A shocking video demonstrating the power of Alaska’s deadly mud flats has gone viral on the internet months after 20-year-old Zachary Porter drowned at Turnagain Arm.
The alarming footage shows how quickly the black, veined mud flats in Anchorage, Alaska, can swallow a five-pound rock.
In the video, content creator Darren Ak throws a five-pound rock into the mud to show how worryingly quickly it’s being consumed.
Once the rock hits the quicksand-like silt, it disappears from view as water rises up around its edges.
Within a few seconds the rock is no longer visible.
Once the rock hits the quicksand-like silt, it disappears from view as water rises up around its edges
Zachary Porter, 20, a student from Lake Bluff, Illinois, visited Turnagain Arm with friends in May
“Tourists die here, people, they die in the Wadden Sea because of that,” explains Ak in the video posted on his Tiktok account.

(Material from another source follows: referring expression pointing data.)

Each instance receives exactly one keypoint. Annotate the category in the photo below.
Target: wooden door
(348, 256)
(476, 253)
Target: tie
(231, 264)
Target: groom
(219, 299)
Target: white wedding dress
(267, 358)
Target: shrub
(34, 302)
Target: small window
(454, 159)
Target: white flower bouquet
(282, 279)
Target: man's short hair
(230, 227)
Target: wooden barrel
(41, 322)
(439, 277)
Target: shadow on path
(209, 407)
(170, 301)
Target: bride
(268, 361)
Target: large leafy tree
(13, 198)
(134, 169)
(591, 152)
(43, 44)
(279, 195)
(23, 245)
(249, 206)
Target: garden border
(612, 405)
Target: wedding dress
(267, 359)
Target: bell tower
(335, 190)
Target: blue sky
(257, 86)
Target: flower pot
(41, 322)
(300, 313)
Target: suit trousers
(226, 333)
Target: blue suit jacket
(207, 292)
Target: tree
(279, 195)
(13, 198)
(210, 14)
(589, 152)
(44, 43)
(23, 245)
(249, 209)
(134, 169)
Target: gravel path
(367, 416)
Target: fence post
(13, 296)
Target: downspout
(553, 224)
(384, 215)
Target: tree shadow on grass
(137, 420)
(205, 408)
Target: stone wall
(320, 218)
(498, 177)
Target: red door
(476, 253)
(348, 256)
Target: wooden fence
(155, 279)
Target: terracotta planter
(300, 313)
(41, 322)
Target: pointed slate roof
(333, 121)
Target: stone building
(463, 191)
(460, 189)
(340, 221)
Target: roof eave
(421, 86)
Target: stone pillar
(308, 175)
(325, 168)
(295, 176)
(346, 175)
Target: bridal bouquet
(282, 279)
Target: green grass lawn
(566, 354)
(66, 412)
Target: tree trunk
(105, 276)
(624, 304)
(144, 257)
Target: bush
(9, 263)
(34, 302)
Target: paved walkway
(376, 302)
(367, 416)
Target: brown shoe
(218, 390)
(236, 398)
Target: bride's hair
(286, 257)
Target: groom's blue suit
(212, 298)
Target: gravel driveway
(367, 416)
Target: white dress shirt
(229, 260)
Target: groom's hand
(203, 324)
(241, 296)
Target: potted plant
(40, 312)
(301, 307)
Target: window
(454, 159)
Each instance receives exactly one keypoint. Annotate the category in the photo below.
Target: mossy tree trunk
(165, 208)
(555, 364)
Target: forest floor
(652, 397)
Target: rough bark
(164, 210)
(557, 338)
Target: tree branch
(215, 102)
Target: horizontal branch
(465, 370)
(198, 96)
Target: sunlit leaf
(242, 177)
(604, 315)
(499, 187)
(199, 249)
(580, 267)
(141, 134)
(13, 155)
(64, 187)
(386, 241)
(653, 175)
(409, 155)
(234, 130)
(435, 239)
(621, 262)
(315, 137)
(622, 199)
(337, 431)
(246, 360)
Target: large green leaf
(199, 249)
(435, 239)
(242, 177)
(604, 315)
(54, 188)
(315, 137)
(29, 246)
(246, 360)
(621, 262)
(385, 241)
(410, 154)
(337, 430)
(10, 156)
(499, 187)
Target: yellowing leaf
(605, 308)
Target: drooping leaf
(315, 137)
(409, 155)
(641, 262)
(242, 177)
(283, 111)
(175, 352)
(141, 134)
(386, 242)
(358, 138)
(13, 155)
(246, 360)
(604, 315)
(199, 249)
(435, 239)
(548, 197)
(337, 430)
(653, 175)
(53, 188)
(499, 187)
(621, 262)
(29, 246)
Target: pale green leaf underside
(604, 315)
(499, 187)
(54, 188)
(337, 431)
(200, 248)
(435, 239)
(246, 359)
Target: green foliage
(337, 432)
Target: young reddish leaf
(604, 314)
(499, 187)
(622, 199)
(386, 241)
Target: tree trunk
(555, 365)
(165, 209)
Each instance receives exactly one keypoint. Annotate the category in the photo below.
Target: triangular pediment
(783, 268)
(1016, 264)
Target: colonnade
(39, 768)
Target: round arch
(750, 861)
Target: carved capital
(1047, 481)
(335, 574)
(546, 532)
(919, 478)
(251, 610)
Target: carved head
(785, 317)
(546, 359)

“It’ll suck you in,” he warns.
It came just months after a 20-year-old man drowned in Alaska’s famous Turnagain Arm mudflats.
Zachary Porter, a student from Lake Bluff, Illinois, visited the tourist attraction with friends in May.
Tragically, Porter got stuck in the glacier estuary and drowned, despite the best efforts of his friends and firefighters. His body was not recovered until the next morning.
On May 21, Porter and his friends hiked through the mud flats of the Turnagain Arm near Hope, a small community of about 80 people an hour and a half’s drive from Anchorage.
The group was between 50 and 100 feet from shore when Porter got stuck in the softening silt, Girdwood Fire Chief Michelle Weston told the Anchorage Daily News.
State Troopers said one of his friends called 911 immediately after he was stuck around 5:45 p.m. Porter was waist-deep in the mud when the first rescue teams arrived just after 6 p.m.
Turnagain Arm The 77 km long, glacier-carved estuary boasts one of the fastest tides in the world
Tragically, Porter got stuck in the glacier estuary and drowned, despite the best efforts of his friends and firefighters
On May 21, Porter and his friends hiked through the mudflats of the Turnagain Arms near Hope, a small community of about 80 people. Pictured is a view of the small town
Girdwood firefighters and two rescue planes were called at 6:13 p.m. to assist local responders, Weston said, but by the time Girdwood crews arrived at the scene around 7 p.m., Porter was already underwater.
A man who tried to rescue Porter was flown to Anchorage with hypothermia, police officers said.
The fire department is about 47 miles from where Porter was stuck and Weston said it could take up to an hour to drive there.
Carved by glaciers, the 77 km estuary boasts one of the fastest tides in the world.
Porter’s father, Todd Porter, paid tribute to his son by saying that he loves travel and the outdoors.
“They just wanted to have a little adventure before their summer activities started,” he told NBC Chicago.
Alaskan officials believe Porter is the first casualty the Wadden Sea has claimed in decades.
“It’s big, it’s amazing, it’s beautiful and it’s overwhelming,” Kristy Peterson, senior paramedic for the Hope-Sunrise Volunteer Fire Department, told the Associated Press.
“But you have to remember that it’s Mother Nature and she has no mercy on humanity.”
The last known fatality in Turnagain Arm was newlywed Adeana Dickison, who drowned when her ATV got stuck in the mud and she got out to push it, only to find she was also trapped.